Prevert, L'opera de la lune

« Car en cet instant même, la lune glissait entre deux noirs nuages. » (Villiers de l'Isle-Adam)

Et c’est parce qu’elle est lumière de la nuit, mais aussi parce que toutes les croyances humaines ont attribué à la lune un pouvoir maléfique, une influence néfaste sur les hommes, que la lune hante les récits fantastiques, les histoires terrifiantes. La lune fait peur ou du moins elle l’accompagne, l’assaisonne, l’enclenche.

Devenue cliché du roman gothique, la lune a longtemps été rendue coupable de la métamorphose des loups-garous et autres
êtres de la nuit. Lumière commode pour les monstres obscurs, éclairant opportunément leurs forfaits nocturnes, la lune permet aussi de révéler ce qui devrait être caché. À ce titre elle est aussi une lumière de l’interdit. D’autant plus qu’elle ne permet pas de voir, qu’elle n’autorise qu’à deviner, à soupçonner. Elle est donc le ferment de l’inquiétude. Inversion du monde réel, elle est l’alliée naturelle des chimères, elle maintient nos yeux entrouverts et libère, en leur donnant forme, nos angoisses partagées.

Appel du Cosmos

« Il y avait certes maintenant, comme alors, la splendeur antique inchangée d’une lune, cruellement, mystérieusement sereine, qui versait aux monuments encore intacts l’inutile beauté de sa lumière. » (Proust)

Il paraît difficile, au terme de ce parcours, de définir une lune littéraire unique, tant les créations où elle figure et tant ses manifestations, de l’objet central de l’œuvre à un simple éclairage, à une notation d’atmosphère, sont diverses. Plutôt alors que de rechercher une lune, c’est cette profusion d’aspects qui est signifiante. La lune, les deux faces de la lune, pourraient être à l’image de deux versants indissociables de l’esprit humain :
un versant scientifique, qui cherche à connaître, un versant imaginaire qui continue à rêver. Un point de ralliement de ces divers courants pourrait être envisagé avec prudence. Parce qu’elle fut, historiquement pour l’humanité entière, et à chaque nuit pour chaque homme, une image de ce que l’on peut contempler sans pouvoir l’atteindre, la lune cristallise les désirs.

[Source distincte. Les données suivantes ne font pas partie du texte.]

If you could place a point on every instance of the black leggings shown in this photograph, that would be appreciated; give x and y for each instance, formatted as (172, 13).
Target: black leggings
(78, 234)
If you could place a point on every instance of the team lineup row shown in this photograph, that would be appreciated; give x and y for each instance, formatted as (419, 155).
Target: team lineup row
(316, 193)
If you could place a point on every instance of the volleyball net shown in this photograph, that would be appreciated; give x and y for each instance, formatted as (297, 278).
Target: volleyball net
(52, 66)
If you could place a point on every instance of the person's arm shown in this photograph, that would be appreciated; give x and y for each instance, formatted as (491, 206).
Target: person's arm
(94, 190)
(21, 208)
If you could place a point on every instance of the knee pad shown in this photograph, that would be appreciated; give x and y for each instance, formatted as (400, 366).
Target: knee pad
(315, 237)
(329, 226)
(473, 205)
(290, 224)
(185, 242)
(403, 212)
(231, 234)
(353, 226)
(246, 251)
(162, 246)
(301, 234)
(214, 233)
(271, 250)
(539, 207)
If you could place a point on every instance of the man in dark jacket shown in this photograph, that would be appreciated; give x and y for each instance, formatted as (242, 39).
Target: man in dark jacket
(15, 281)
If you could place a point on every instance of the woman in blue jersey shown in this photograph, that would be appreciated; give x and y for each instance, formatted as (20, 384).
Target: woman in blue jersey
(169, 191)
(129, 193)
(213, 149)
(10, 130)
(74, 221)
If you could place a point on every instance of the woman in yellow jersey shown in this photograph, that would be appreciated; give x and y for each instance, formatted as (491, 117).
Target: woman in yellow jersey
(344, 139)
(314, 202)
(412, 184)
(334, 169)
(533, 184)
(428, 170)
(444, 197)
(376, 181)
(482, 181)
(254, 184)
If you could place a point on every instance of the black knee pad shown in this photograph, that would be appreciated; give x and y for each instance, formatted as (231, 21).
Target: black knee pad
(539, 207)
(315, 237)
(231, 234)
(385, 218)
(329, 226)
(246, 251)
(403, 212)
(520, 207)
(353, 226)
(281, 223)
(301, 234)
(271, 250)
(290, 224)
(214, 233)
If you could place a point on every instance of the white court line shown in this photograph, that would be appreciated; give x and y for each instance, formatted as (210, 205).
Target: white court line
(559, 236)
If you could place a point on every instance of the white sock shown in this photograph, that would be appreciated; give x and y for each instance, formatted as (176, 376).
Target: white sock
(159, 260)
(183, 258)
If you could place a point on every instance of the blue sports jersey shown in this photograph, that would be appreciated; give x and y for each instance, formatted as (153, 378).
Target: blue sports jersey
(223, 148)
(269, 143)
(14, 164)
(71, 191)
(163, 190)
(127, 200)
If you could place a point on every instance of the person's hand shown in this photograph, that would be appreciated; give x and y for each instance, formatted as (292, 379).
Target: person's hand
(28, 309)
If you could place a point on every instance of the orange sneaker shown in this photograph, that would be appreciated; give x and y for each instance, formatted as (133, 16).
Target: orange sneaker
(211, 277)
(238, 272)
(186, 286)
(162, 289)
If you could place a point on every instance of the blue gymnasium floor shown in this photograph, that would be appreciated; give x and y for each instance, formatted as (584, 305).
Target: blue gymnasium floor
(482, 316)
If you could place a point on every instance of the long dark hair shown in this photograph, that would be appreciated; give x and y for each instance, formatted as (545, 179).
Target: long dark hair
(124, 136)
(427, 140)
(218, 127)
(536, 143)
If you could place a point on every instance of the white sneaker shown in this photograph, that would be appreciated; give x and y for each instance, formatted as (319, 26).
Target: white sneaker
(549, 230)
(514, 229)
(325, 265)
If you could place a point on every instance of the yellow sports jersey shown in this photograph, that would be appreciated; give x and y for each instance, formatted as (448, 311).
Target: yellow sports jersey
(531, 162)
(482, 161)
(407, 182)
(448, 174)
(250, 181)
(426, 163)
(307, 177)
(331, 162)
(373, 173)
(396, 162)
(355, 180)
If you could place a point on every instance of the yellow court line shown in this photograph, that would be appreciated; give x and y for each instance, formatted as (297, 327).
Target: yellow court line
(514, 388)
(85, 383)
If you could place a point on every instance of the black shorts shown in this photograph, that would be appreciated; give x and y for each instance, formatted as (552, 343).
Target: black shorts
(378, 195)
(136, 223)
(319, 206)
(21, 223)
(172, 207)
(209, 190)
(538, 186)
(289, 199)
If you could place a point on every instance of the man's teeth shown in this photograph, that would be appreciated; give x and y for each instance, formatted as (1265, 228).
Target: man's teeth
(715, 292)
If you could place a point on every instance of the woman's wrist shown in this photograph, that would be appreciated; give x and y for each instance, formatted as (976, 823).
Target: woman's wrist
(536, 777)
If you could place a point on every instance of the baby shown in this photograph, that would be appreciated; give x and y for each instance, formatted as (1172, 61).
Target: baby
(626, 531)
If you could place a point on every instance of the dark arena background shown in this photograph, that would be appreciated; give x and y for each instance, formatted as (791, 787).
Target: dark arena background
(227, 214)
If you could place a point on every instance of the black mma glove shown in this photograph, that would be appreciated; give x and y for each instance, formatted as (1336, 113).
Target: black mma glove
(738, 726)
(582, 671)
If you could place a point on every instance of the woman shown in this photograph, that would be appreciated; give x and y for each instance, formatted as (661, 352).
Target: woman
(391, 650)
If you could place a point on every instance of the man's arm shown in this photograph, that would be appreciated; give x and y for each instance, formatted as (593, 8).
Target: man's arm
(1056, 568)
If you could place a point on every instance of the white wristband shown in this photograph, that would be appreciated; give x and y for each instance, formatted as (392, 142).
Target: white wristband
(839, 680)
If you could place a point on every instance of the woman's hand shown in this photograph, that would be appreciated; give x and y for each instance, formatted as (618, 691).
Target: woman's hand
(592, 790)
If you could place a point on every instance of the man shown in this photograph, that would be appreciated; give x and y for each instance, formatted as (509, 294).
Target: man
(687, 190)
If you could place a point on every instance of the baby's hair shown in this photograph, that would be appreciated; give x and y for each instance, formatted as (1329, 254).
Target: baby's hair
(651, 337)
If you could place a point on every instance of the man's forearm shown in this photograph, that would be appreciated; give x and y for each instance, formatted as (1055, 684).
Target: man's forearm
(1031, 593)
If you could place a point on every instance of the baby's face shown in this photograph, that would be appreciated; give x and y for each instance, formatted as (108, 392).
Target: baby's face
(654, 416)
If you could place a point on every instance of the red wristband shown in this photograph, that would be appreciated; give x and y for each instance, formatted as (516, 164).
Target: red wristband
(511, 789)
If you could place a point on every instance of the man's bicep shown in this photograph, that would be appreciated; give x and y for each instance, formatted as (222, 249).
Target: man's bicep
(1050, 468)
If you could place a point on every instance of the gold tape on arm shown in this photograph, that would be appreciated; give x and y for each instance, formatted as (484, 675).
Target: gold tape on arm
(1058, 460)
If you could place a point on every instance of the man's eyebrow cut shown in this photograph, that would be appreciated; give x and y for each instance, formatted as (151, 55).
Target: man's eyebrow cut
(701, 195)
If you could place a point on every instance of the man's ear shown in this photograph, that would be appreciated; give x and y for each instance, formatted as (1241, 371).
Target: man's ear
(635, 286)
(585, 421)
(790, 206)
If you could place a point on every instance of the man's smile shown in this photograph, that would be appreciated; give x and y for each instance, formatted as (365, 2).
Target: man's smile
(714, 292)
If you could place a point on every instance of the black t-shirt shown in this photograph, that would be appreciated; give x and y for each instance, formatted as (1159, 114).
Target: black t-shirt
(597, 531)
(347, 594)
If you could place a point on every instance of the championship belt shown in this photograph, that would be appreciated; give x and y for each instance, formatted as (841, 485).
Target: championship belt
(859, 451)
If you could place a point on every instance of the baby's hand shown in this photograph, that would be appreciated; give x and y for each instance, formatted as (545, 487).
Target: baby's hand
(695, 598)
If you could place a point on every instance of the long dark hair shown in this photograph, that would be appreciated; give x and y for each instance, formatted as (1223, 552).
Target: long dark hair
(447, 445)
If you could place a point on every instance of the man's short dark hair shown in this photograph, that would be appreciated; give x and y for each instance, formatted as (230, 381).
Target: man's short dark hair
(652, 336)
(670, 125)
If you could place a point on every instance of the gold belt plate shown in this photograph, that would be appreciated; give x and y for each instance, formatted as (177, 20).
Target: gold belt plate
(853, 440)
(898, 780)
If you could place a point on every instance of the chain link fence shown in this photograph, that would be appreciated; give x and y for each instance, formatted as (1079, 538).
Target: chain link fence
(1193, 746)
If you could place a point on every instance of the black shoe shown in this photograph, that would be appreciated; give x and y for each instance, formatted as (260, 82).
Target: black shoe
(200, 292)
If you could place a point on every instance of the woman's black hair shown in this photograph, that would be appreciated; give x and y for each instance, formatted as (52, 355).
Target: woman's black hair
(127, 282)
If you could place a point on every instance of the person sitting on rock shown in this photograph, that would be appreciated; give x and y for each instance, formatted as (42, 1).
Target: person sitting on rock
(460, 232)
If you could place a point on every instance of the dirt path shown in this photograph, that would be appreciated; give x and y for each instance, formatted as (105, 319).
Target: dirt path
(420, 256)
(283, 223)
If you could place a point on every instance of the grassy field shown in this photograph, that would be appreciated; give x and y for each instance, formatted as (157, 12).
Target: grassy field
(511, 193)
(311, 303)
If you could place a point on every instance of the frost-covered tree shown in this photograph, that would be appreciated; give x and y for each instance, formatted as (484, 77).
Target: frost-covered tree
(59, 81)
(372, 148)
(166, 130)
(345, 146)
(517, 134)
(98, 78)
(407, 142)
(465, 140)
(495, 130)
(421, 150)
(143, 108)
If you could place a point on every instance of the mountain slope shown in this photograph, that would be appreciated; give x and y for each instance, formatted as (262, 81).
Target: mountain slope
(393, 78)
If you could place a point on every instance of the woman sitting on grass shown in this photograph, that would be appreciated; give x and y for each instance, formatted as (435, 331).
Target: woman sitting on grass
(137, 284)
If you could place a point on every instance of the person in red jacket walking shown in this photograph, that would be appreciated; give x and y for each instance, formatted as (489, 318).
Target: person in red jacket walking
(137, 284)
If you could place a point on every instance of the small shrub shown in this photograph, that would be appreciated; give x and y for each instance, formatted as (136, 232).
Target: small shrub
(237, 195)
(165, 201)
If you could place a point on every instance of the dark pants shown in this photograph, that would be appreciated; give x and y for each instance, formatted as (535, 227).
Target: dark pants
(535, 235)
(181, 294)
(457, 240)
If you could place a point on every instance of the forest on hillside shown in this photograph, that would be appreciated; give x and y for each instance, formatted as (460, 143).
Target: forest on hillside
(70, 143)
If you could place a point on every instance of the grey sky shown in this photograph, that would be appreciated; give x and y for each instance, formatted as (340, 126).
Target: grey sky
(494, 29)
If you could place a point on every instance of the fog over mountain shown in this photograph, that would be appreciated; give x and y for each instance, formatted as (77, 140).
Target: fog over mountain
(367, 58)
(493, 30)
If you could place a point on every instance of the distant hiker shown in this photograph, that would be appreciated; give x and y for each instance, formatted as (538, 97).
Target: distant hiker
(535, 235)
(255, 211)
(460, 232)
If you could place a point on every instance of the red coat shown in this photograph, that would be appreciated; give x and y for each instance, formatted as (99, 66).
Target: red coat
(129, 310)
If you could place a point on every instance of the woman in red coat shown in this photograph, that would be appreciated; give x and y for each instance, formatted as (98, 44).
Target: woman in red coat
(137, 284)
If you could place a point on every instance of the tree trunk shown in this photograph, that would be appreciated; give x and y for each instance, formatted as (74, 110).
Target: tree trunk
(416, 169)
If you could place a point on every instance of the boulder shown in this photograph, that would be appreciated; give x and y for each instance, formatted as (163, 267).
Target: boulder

Il paraît alors logique qu’elle traverse, sans décliner, les romans et la poésie. Elle est le symbole vivant car inaltérable, ou plutôt toujours recommencé, de notre capacité à vouloir. Si l’on ne saura jamais décrocher la lune, la parole qui le fait, l’œuvre qui nous le permet, suffisent à nous donner à voir la lune pour ce qu’elle est : un être visible-invisible, qui, une fois atteint, nous échappe encore.